We took a guided tour of the Rijksmuseum because it could take 5 full days or more to see everything there: paintings, ceramics, sculpture, metalworks, glass, statuary, architectural drawings and on and on. We did manage to see Rembrandt's 'The Night Watch, 1692", an enormous painting taking up a huge wall and behind glass for protection from possible vandalism. On our tour, we were guided to the room where the collection of Vermeer's work was hung and though it was crowded with viewers, I managed to get up close to many of the exquisite paintings that are quite small in size, but glorious in the lighting and color.
I better move along to the inspiration for our trip-- the
glorious Kandinsky exhibition. As you enter the

exhibition, a visitor is greeted by a enlarged painting of the master and his name spelled out as you walk the stairs-- it's quite dramatic! After climbing the staircase you are introduced to an actor resembling Kandinsky who narrates his life events chronologically on screens in each gallery to align with the paintings displayed. I had never seen such a marvelous match of an artist that "comes alive" and tells the story of his life as you see the actual works he produced in response to these life events! You can follow his early education and his parental guidance towards a career not of his choosing, his work as he begins his career as an artist, the wars that caused such strife and many moves resulting from political conditions.

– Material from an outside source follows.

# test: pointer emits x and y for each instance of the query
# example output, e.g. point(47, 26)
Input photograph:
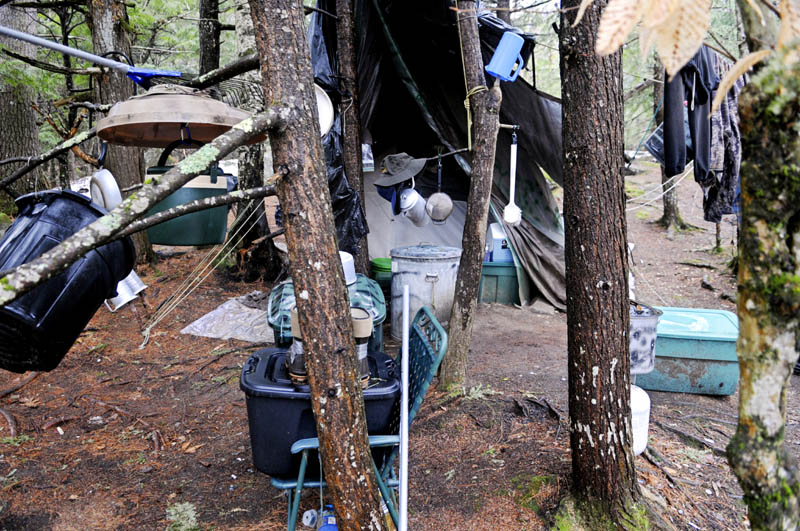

The narration was done so well and the range of his work was explored with brilliant descriptions of his "thoughts, practice, and problem solving " as he moves from realistic outdoor scenes to figurative works to abstraction and later, to geometrical shapes on abstract color fields. The exhibition provided extensive examples of all the works in between and an entire room of wall paintings recreated from an enormous project. Below is a view of the room installation from a gallery area above. I would have a detailed explanation of this room but I was so enthralled with the exhibition that when I bought the catalogue, I grabbed an edition in Dutch!
I am going to add a few more photos of Kandinsky's
brilliant paintings and from our Amsterdam wanderings.
Hope you enjoyed my sharing of our inspirational trip!

OH-- AND I FOUND A WINDMILL A FEW BLOCKS FROM OUR HOTEL!!